LETTER: I’m a retired design engineer and I can tell you the Boston Barrier is in the wrong place


Mark Simmonds: your records will show that I am a retired design engineer who, for many years until retiring, worked as a consultant in the field of docks and harbours, flood defence, marinas etc.

I contacted you in the past in the hope that you could influence the position of the new tidal flood barrier site.

You made contact with the Environment Agency who politely told you I did not know what I was talking about. In early 2010 the then-consultants on the project (they have since changed) put out a number of proposed sites and invited comment from the public.

I introduced myself saying that in my opinion none of the proposed sites were suitable. I was introduced to the consultant’s representative who requested that I write a report (at no cost to the EA) explaining why the only site that I believed to be suitable would be at the entrance of the Haven from the Wash.

If a tidal barrier were at that place last Thursday, Boston would not have seen any of the floods that it did. Other places have theirs, London in particular, and did not flood.

If the barrier had been placed where the EA intended, prior to last Thursday, Boston would still have been flooded because the water overtopped the Haven retaining walls.

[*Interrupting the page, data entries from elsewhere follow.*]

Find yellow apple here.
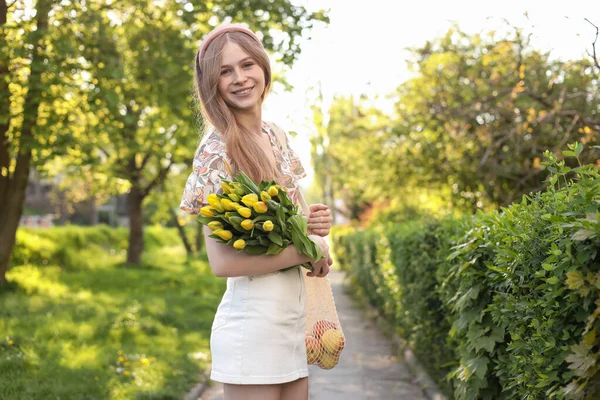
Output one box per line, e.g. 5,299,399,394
305,335,323,364
318,352,340,369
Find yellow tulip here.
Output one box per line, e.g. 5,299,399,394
237,207,252,218
221,182,231,194
206,193,221,207
240,219,254,231
230,182,246,196
263,221,275,232
260,191,271,203
253,201,269,214
208,221,223,232
221,198,235,211
242,193,258,207
200,206,215,217
213,229,233,240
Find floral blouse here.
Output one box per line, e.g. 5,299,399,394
179,123,306,214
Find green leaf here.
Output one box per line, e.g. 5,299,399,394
269,231,283,246
546,276,558,285
542,263,556,271
265,243,285,255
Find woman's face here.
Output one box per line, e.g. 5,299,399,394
218,42,265,111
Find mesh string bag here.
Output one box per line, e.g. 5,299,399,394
301,197,346,369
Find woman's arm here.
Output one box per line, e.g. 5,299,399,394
204,226,312,278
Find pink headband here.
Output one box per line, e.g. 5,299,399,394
197,24,264,72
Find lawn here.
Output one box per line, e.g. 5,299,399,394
0,234,225,400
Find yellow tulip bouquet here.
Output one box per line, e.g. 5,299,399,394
197,172,323,271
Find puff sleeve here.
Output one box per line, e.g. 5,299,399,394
269,122,306,180
179,135,231,214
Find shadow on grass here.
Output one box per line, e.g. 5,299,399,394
0,249,225,400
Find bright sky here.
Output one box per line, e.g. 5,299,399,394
263,0,600,187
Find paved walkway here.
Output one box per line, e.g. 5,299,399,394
201,271,427,400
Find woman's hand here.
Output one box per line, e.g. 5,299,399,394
306,235,333,278
308,203,332,236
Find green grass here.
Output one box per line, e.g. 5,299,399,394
0,239,225,400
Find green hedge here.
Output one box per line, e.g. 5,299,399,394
334,146,600,399
10,225,181,270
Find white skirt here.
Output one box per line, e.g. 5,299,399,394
210,267,308,385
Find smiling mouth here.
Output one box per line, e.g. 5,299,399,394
232,86,254,96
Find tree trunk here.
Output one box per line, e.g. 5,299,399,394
196,222,204,253
169,207,194,256
0,0,52,286
127,186,144,264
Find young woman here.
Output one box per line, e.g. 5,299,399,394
180,24,332,400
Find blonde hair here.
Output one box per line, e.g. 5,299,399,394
195,31,279,182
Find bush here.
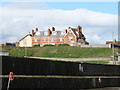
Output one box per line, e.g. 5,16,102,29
44,44,55,47
58,44,70,46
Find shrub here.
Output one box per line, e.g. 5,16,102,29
58,44,70,46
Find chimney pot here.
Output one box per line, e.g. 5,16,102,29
36,28,38,31
65,29,67,33
77,26,82,37
32,30,35,36
52,27,55,31
48,29,50,36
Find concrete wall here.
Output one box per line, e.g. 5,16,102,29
2,57,120,90
19,36,32,47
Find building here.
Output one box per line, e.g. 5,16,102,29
0,43,16,47
19,26,89,47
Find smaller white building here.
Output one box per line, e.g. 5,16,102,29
19,34,32,47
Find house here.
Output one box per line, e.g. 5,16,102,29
19,34,33,47
19,26,89,47
0,51,10,56
0,43,16,47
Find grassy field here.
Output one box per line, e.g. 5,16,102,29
2,46,112,58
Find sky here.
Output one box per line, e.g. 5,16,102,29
0,2,118,44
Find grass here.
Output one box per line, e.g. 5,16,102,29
82,61,109,64
2,46,112,58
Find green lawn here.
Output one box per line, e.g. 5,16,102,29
2,46,111,58
82,61,109,64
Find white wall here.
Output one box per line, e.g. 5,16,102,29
19,35,32,47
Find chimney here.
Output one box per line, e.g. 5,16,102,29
65,29,67,33
36,28,38,32
32,30,35,36
48,29,50,36
68,27,71,29
52,27,55,31
77,26,82,37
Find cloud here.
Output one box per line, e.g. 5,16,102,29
0,3,118,44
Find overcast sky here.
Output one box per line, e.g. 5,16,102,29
0,2,118,44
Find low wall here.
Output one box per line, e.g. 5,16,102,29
2,56,120,90
80,45,109,48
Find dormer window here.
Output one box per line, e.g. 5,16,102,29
35,31,40,35
51,39,54,42
34,38,37,42
60,38,63,41
43,39,46,42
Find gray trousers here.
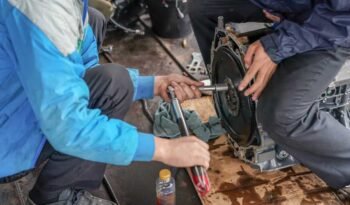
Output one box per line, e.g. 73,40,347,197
189,0,350,188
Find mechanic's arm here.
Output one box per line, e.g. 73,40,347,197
260,0,350,63
239,0,350,100
6,8,209,166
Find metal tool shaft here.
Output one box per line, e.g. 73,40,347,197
168,87,210,195
198,83,228,92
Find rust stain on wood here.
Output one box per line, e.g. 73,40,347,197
182,97,344,205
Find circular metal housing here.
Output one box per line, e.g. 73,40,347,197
211,39,256,146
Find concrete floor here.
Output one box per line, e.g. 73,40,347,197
0,19,201,205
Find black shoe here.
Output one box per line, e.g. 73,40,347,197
27,189,117,205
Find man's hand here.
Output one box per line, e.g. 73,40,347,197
154,74,203,102
153,136,210,169
238,41,277,100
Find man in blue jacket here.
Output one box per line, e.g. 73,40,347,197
189,0,350,188
0,0,209,205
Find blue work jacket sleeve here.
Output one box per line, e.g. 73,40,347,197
261,0,350,63
6,6,154,165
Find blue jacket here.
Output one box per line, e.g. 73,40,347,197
0,0,154,178
251,0,350,63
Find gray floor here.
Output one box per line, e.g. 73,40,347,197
0,20,204,205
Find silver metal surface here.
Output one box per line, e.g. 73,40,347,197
198,83,228,92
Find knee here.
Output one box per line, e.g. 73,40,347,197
84,64,134,119
257,95,299,140
89,7,107,47
98,64,134,101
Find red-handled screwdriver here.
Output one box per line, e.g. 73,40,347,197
168,87,210,196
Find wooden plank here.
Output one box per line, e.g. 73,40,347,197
182,97,343,205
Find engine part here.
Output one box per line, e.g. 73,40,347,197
208,17,350,171
198,83,229,92
168,87,211,196
186,52,208,80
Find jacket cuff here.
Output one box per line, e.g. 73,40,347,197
134,76,154,100
260,33,283,64
133,132,155,162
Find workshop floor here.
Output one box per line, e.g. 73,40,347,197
0,18,200,205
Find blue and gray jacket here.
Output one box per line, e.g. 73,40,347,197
0,0,154,178
251,0,350,63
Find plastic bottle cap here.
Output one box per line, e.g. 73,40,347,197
159,169,171,181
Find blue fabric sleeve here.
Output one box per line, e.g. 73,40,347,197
6,7,142,165
134,132,155,161
128,68,155,101
261,0,350,63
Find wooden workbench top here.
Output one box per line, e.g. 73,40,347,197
182,97,345,205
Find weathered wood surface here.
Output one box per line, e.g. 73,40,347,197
182,97,345,205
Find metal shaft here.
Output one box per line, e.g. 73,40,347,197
198,83,228,92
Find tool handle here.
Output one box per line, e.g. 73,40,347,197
169,87,210,196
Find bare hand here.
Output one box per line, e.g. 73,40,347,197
238,41,277,100
154,74,203,102
153,136,210,169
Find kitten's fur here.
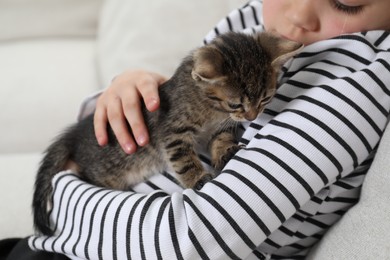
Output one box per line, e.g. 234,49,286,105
33,33,301,235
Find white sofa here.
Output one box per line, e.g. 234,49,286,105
0,0,390,259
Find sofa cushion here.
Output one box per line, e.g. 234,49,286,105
0,153,42,239
0,0,103,41
98,0,247,86
0,39,98,154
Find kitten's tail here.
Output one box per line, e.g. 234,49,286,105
32,138,70,235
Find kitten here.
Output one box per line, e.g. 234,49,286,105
33,32,301,235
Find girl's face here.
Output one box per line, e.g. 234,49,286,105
263,0,390,45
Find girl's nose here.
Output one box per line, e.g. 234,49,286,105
285,0,323,31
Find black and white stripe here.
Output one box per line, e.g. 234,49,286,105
30,0,390,259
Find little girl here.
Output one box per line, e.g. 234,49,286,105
29,0,390,260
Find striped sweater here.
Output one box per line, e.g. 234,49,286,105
29,1,390,260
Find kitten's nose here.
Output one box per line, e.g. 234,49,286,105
244,111,257,121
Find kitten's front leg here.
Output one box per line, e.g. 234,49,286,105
166,138,212,189
209,132,243,171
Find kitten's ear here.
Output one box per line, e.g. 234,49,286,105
258,33,304,69
191,46,225,84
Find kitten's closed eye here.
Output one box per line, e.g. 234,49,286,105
228,102,243,110
261,96,273,105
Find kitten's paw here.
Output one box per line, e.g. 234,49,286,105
194,174,213,190
213,144,245,171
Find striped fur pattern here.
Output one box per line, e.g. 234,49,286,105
33,30,300,234
29,0,390,260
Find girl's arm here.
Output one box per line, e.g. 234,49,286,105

In January 2012 Boston councillors held a meeting with the EA, a representative from the Black Sluice Brainage Board and myself. It appears, based on another exhibition in November 2011, the main reason for the barrier is to retain water for the EA boat link project.

This would not be necessary if the Black Sluice Lock had been designed to allow traffic in both directions at most stages of the tide. It can, in fact, only be used providing the Haven is higher than the 40ft drain.

As the water can only drain from the Black Sluice when the Haven is lower this is a problem. You cannot have both at once.

The solution, proposed by the EA, was to retain the Haven water during the day and release it at night. This is impossible because barriers can only be opened and closed when the water levels are the same on both sides and the tide inconveniently does not follow the same cycle as the sun.

When it was pointed out that for the proposed system to work all the walls downstream of the site would have to be raised, we were told that this would be done but it would take 100 years. So if we do not get another flood for 100 years it will then be alright.

Unlike the EA, I make no claim to having a crystal ball but the meteorologists tell us that when we get high spring tides and low pressure over the Atlantic, the conditions that appertained on Thursday will happen again.

It may not be for 200 years or it could be at the next extra high spring tide. Something needs to done on an urgent basis.

Place the barrier ASAP at the entrance from the Wash to the Haven and, like the Thames barrier, only close it at extra high tides. Boston should then never again see the catastrophe of last Thursday.